Nilai korelasi yang positif menunjukkan bahwa terdapat hubungan positif yang signifikan antara Sales dan Profi, peningkatan penjualan cenderung diikuti dengan peningkatan profit.
Insight keempat adalah menganalisis efisiensi masing-masing product line dalam menghasilkan profit dan sales.

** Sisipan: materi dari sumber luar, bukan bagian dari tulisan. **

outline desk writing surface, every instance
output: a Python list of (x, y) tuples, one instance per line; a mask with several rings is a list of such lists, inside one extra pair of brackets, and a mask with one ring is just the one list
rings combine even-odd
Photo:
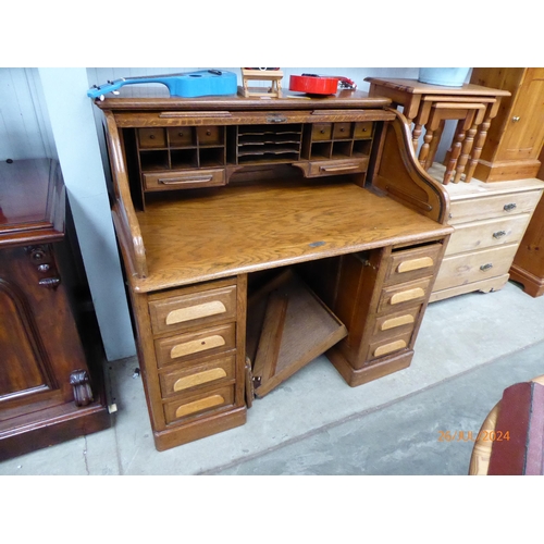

Efisiensi ini diukur menggunakan profit margin, yaitu perbandingan antara profit dan sales.
dt_margin <- dt %>%
mutate(Profit_Margin = Profit / Sales) %>%
group_by(`Product Line`) %>%
summarise(
avg_margin = mean(Profit_Margin, na.rm = TRUE),
total_sales = sum(Sales),
total_profit = sum(Profit)
) %>%
arrange(desc(avg_margin))
dt_margin
## # A tibble: 2 × 4
## `Product Line` avg_margin total_sales total_profit
## <chr> <dbl> <dbl> <dbl>
## 1 Beans 0.228 439824 143303
## 2 Leaves 0.0579 379987 116240
ggplot(dt_margin, aes(x = reorder(`Product Line`, avg_margin), y = avg_margin)) +
geom_bar(stat = "identity", fill = "#4CAF50") +
coord_flip() +
theme_minimal() +
labs(title = "Rata-rata Profit Margin per Product Line",
x = "Product Line",
y = "Average Profit Margin")
Berdasarkan visualisasi, terlihat bahwa setiap product line memiliki tingkat efisiensi yang berbeda dalam menghasilkan profit.
Product line dengan nilai profit margin tertinggi yaitu Beans menunjukkan bahwa mampu menghasilkan profit yang lebih besar dibandingkan sales-nya. dan lebih efisien dalam operasional. Sebaliknya product line dengan amrgin rendah yaitu Leaves, menunjukkan kemungkinan biaya yang tinggi atau strategi pricing yang kurang optimal.